By 2004, the founding team had scaled up the technology glass panels of 16 by 16 in in size. Federal funding from NREL and the Solar America Initiative enabled them to prove the viability of the technology. In 2006, AVA Solar, Inc. was formed with private funding from local angel investors to commercialize the technology.

In early 2007, institutional investors discovered the company and the proprietary manufacturing process that had been developed. Abound received a $400 million in loan guarantee from the U.S. Department of Energy in 2010.

In 2012 the company laid off almost half its employees. On June 28, 2012, Abound Solar announced that it would suspend operations and file for bankruptcy protection. Abound filed for bankruptcy in July 2012.

==Technology==
Abound Solar produced cadmium telluride thin-film solar modules using a proprietary closed-space sublimation technology developed at Colorado State University.

==Production==
In April 2008, Abound Solar took possession of a Longmont, Colorado-area building previously used by Applied Films. Within weeks preparations were made to renovate the facility and construct the largest thin-film solar module manufacturing facility in the United States.
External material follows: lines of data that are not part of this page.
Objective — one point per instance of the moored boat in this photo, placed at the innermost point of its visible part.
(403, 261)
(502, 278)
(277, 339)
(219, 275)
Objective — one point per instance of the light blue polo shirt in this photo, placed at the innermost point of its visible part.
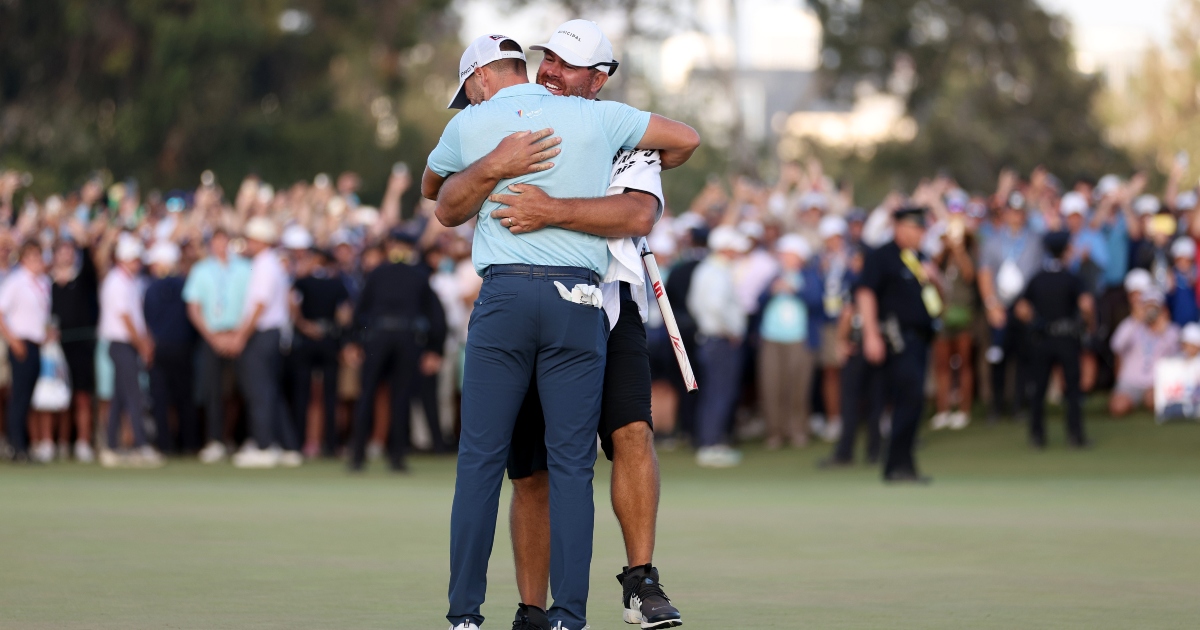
(592, 132)
(220, 289)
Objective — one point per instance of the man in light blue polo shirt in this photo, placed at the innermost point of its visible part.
(538, 315)
(215, 293)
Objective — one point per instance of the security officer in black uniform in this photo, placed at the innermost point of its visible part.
(397, 316)
(898, 299)
(1055, 305)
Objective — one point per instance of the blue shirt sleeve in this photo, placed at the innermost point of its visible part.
(447, 156)
(623, 125)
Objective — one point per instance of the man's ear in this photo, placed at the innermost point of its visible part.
(598, 81)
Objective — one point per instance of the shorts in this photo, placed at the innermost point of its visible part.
(625, 400)
(829, 357)
(81, 358)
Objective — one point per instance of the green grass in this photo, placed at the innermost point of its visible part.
(1003, 539)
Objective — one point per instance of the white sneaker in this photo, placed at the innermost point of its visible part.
(256, 457)
(719, 456)
(109, 459)
(43, 453)
(291, 459)
(83, 453)
(214, 453)
(147, 457)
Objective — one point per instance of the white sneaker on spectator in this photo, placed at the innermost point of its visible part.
(43, 453)
(147, 457)
(83, 453)
(256, 457)
(214, 453)
(291, 459)
(109, 459)
(719, 456)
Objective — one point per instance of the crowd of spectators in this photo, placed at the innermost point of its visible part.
(222, 325)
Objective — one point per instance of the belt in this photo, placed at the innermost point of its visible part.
(547, 271)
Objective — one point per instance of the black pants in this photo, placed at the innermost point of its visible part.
(1017, 348)
(426, 388)
(261, 376)
(1063, 352)
(126, 394)
(309, 355)
(24, 378)
(388, 355)
(210, 385)
(171, 387)
(904, 381)
(862, 403)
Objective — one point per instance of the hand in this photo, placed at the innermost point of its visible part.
(521, 154)
(996, 317)
(874, 348)
(18, 349)
(529, 210)
(431, 364)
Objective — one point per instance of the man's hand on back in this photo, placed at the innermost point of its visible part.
(521, 154)
(529, 210)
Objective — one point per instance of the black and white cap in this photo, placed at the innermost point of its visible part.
(481, 52)
(581, 43)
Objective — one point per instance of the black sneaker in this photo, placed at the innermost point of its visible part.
(645, 600)
(531, 618)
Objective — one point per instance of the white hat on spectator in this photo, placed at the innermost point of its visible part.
(795, 244)
(1138, 280)
(1108, 185)
(1186, 201)
(295, 238)
(129, 247)
(1146, 204)
(1191, 334)
(262, 229)
(727, 238)
(163, 253)
(1073, 203)
(1183, 247)
(832, 226)
(751, 228)
(814, 199)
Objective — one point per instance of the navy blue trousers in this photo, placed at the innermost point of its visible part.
(522, 329)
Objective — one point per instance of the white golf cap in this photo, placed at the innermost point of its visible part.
(129, 247)
(581, 43)
(295, 238)
(793, 244)
(1146, 204)
(1183, 247)
(1192, 334)
(1073, 203)
(485, 49)
(1138, 280)
(261, 229)
(163, 253)
(832, 226)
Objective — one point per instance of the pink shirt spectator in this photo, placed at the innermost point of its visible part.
(25, 304)
(1139, 348)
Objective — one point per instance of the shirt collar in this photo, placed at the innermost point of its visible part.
(521, 89)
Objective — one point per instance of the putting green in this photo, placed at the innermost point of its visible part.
(1005, 539)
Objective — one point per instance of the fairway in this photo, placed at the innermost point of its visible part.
(1005, 539)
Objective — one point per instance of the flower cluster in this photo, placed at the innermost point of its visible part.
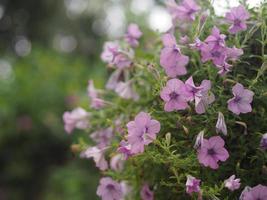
(143, 126)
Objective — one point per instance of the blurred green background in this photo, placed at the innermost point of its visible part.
(48, 51)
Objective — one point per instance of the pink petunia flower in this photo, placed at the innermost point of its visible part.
(216, 38)
(109, 189)
(237, 17)
(212, 151)
(185, 11)
(221, 125)
(174, 95)
(192, 185)
(232, 183)
(133, 34)
(103, 137)
(142, 131)
(125, 149)
(171, 58)
(146, 193)
(258, 192)
(78, 118)
(93, 93)
(241, 102)
(263, 143)
(117, 162)
(98, 155)
(201, 94)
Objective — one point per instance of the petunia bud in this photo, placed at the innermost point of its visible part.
(220, 125)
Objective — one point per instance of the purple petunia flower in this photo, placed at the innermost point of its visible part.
(263, 143)
(241, 101)
(199, 140)
(232, 183)
(117, 162)
(109, 189)
(171, 58)
(174, 95)
(237, 17)
(201, 94)
(221, 125)
(125, 149)
(146, 193)
(78, 118)
(212, 151)
(142, 131)
(133, 34)
(216, 38)
(98, 155)
(192, 185)
(185, 11)
(103, 137)
(258, 192)
(93, 94)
==Environmental controversy==
In February 2013, the Colorado Department of Public Health and Environment (CDPHE) issued a compliance advisory (an "informal enforcement action") to the company, requiring that it clean up some 2,000 "unsellable" pallets of solar panels containing cadmium, a toxic carcinogen, as well as drums of cadmium-contaminated fluids. The bankruptcy trustee for the company estimated the cost of the cleanup to be $2.2 million. In July 2013, the Denver Post reported that the cleanup of the hazardous materials had been completed. It also reported that over 70,000 leftover solar panels, which were found to be viable, were shipped to a company called Best Safety Glass in Singapore.